Before inflating each compressed block, gzip_mark()
saves the value of free_mem_ptr;
After inflation, gzip_release() will
restore this value.
This is how it "free()" the memory allocated in
inflate_block().
Gzip uses
Lempel-Ziv coding (LZ77) to compress files.
The compressed data format is specified in
RFC 1951.
inflate_block() will inflate compressed blocks,
which can be treated as a bit sequence.
The data structure of each compressed block is outlined below:
BFINAL (1 bit)
0 - not the last block
1 - the last block
BTYPE (2 bits)
00 - no compression
remaining bits until the byte boundary;
LEN (2 bytes);
NLEN (2 bytes, the one's complement of LEN);
data (LEN bytes);
01 - compressed with fixed Huffman codes
{
literal (7-9 bits, represent code 0..287, excluding 256);
// See RFC 1951, table in Paragraph 3.2.6.
length (0-5 bits if literal > 256, represent length 3..258);
// See RFC 1951, 1st alphabet table in Paragraph 3.2.5.

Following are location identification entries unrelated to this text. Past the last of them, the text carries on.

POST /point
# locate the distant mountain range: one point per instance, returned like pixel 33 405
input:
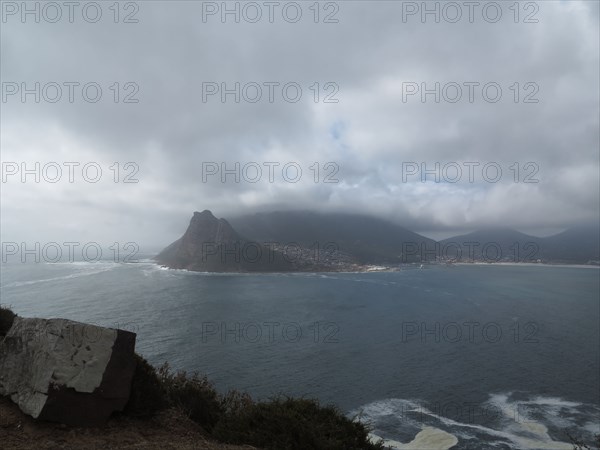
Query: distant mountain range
pixel 309 241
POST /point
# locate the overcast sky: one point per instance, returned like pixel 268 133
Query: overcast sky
pixel 370 144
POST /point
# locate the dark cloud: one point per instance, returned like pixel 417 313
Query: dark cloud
pixel 370 134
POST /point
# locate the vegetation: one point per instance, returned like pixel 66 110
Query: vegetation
pixel 281 423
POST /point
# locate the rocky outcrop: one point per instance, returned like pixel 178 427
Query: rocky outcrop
pixel 66 371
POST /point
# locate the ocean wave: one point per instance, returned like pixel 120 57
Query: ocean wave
pixel 517 424
pixel 85 269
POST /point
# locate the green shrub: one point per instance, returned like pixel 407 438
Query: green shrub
pixel 194 395
pixel 7 318
pixel 147 391
pixel 282 423
pixel 290 424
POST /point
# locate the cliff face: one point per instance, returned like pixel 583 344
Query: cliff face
pixel 212 245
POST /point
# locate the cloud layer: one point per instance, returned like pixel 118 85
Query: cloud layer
pixel 363 153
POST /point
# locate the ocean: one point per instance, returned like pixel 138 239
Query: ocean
pixel 490 356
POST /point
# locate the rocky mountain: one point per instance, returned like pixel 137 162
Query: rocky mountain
pixel 307 241
pixel 578 245
pixel 212 245
pixel 363 239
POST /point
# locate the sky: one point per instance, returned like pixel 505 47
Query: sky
pixel 118 120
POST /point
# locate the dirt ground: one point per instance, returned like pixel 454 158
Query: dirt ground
pixel 169 430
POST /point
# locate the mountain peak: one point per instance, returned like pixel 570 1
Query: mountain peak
pixel 205 213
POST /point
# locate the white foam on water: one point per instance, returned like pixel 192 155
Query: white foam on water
pixel 517 429
pixel 428 438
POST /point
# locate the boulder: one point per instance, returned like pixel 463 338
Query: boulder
pixel 65 371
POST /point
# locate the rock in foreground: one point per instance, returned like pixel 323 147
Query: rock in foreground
pixel 65 371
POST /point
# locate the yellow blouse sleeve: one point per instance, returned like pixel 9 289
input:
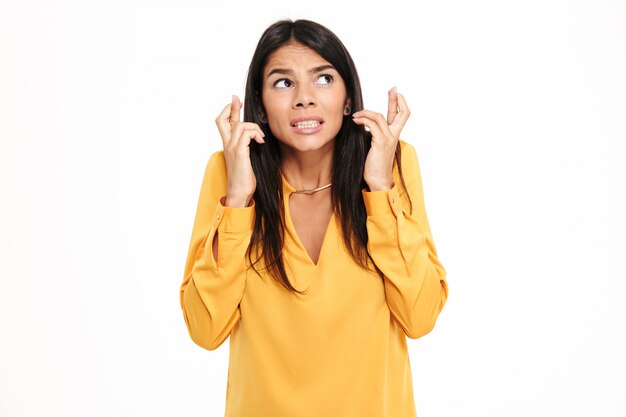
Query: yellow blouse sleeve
pixel 402 247
pixel 212 288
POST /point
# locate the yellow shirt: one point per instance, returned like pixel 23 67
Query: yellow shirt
pixel 337 351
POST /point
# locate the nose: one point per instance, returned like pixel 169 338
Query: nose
pixel 304 97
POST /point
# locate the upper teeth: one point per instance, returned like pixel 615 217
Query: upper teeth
pixel 308 123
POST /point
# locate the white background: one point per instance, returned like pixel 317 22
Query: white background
pixel 106 123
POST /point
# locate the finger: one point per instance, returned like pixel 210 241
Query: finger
pixel 241 128
pixel 373 126
pixel 247 135
pixel 222 124
pixel 376 118
pixel 234 110
pixel 392 105
pixel 403 114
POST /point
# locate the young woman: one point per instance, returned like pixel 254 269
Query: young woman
pixel 311 247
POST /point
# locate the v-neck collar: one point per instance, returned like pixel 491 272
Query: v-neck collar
pixel 288 189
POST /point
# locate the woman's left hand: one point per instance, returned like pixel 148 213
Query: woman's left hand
pixel 378 172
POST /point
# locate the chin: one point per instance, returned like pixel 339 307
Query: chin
pixel 308 143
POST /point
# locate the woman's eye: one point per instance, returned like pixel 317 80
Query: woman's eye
pixel 283 83
pixel 325 79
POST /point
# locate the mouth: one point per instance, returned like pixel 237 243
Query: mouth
pixel 307 122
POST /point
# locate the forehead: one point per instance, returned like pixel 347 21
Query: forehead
pixel 292 56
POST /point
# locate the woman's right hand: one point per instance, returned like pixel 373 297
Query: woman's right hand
pixel 236 137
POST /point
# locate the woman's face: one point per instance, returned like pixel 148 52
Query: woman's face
pixel 304 98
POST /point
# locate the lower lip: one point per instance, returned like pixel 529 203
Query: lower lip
pixel 307 130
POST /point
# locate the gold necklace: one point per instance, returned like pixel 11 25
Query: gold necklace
pixel 313 190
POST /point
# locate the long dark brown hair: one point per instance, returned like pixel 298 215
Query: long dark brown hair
pixel 351 146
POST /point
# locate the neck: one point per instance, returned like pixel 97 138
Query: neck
pixel 307 170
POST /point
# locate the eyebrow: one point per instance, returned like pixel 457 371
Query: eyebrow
pixel 290 72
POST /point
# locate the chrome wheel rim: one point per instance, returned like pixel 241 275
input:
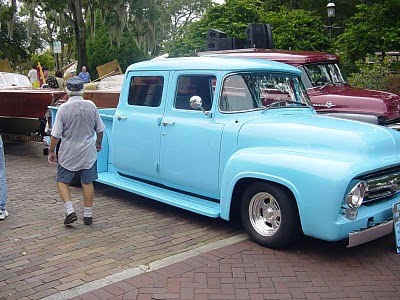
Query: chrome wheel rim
pixel 264 214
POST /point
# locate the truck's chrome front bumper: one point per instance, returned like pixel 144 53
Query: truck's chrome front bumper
pixel 369 234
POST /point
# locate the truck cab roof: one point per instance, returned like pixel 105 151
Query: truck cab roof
pixel 295 58
pixel 213 63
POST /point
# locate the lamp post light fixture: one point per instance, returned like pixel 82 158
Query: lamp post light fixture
pixel 331 9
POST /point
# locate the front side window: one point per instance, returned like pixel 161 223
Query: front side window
pixel 195 85
pixel 146 91
pixel 244 92
pixel 324 74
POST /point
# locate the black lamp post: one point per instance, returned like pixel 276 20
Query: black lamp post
pixel 331 9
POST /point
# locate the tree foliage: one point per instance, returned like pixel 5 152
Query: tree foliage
pixel 373 28
pixel 297 30
pixel 292 29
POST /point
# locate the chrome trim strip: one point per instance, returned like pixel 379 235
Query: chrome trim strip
pixel 349 116
pixel 369 234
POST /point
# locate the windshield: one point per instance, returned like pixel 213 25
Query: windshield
pixel 323 74
pixel 244 92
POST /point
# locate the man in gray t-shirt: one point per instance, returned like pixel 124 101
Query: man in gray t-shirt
pixel 76 124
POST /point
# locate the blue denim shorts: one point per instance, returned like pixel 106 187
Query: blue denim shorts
pixel 86 175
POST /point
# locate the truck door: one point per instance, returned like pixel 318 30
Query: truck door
pixel 136 129
pixel 190 137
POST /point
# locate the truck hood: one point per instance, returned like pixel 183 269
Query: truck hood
pixel 342 98
pixel 321 135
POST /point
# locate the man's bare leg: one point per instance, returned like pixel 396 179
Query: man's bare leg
pixel 88 194
pixel 63 188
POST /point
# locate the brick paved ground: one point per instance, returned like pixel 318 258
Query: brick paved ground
pixel 309 270
pixel 40 257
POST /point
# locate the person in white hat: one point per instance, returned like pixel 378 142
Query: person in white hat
pixel 77 122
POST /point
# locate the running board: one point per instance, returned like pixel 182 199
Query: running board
pixel 187 202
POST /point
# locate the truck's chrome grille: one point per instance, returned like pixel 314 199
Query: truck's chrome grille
pixel 382 185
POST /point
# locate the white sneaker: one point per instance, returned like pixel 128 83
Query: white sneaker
pixel 3 214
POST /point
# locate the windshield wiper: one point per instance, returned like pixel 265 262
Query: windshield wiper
pixel 283 103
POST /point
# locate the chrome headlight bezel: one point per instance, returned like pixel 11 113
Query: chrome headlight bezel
pixel 356 195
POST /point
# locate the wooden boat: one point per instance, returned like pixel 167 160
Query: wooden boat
pixel 105 93
pixel 22 107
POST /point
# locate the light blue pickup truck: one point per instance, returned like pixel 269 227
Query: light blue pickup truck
pixel 227 137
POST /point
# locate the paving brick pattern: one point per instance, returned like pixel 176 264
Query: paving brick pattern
pixel 309 270
pixel 39 256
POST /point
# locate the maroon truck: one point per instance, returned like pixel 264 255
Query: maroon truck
pixel 327 87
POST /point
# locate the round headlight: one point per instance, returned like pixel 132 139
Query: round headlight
pixel 356 196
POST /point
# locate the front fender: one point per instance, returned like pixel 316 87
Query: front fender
pixel 317 184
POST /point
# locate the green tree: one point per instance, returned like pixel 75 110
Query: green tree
pixel 292 29
pixel 297 30
pixel 231 17
pixel 101 49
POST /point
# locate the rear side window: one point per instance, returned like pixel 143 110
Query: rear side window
pixel 146 91
pixel 195 85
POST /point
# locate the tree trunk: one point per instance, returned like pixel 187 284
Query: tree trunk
pixel 80 33
pixel 12 18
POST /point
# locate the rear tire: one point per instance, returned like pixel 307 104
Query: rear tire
pixel 269 215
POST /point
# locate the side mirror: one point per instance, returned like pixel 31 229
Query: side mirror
pixel 196 102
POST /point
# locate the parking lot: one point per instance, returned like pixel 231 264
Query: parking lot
pixel 141 249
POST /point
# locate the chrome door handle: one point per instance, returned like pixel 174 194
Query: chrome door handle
pixel 119 118
pixel 165 123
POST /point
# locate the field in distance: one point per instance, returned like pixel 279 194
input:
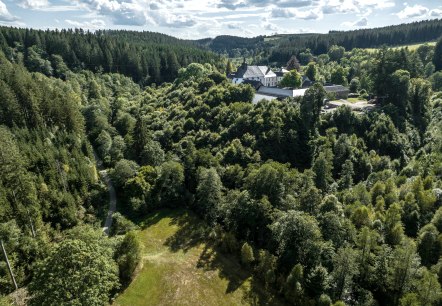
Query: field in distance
pixel 410 47
pixel 180 267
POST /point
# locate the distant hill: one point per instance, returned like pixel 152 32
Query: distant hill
pixel 280 48
pixel 147 57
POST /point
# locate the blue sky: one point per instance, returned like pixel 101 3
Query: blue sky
pixel 191 19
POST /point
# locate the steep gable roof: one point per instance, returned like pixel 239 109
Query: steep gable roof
pixel 246 72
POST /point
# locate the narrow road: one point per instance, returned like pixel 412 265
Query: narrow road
pixel 112 194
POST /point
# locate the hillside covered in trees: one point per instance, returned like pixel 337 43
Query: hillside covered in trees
pixel 338 208
pixel 279 48
pixel 146 57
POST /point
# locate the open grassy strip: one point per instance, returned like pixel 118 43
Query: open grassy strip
pixel 181 268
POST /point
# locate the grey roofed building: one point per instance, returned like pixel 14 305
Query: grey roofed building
pixel 340 91
pixel 255 84
pixel 249 72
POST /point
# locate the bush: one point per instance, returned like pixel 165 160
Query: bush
pixel 129 255
pixel 247 257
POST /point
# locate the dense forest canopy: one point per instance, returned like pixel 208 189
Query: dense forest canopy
pixel 279 48
pixel 145 56
pixel 340 208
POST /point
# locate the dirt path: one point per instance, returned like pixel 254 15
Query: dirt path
pixel 112 194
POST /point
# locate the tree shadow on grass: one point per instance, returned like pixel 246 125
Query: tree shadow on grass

data (of literal bytes if literal < 256);
distance (5 plus 0-13 extra bits if literal == 257..285, represent
distance 1..32768);
/* See RFC 1951, 2nd alphabet table in Paragraph 3.2.5,
* but statement in Paragraph 3.2.6. */
/* Move backward "distance" bytes in the output stream,
* and copy "length" bytes */
}* // can be of multiple instances
literal (7 bits, all 0, literal == 256, means end of block);
10 - compressed with dynamic Huffman codes
HLIT (5 bits, # of Literal/Length codes - 257, 257-286);
HDIST (5 bits, # of Distance codes - 1, 1-32);
HCLEN (4 bits, # of Code Length codes - 4, 4 - 19);
Code Length sequence ((HCLEN+4)*3 bits)
/* The following two alphabet tables will be decoded using
* the Huffman decoding table which is generated from
* the preceeding Code Length sequence. */
Literal/Length alphabet (HLIT+257 codes)
Distance alphabet (HDIST+1 codes)
// Decoding tables will be built from these alphpabet tables.
/* The following is similar to that of fixed Huffman codes portion,
* except that they use different decoding tables. */
{
literal/length
(variable length, depending on Literal/Length alphabet);
data (of literal bytes if literal < 256);
distance (variable length if literal == 257..285, depending on
Distance alphabet);
}* // can be of multiple instances
literal (literal value 256, which means end of block);
11 - reserved (error)
Note that data elements are packed into bytes starting from
Least-Significant Bit (LSB) to Most-Significant Bit (MSB), while
Huffman codes are packed starting with MSB.
Also note that literal value 286-287 and
distance codes 30-31 will never actually occur.
With the above data structure in mind and RFC 1951 by hand,
it is not too hard to understand inflate_block().
Refer to related paragraphs in RFC 1951 for Huffman coding and
alphabet table generation.
For more details, refer to linux/lib/inflate.c,
gzip source code (many in-line comments) and related reference materials.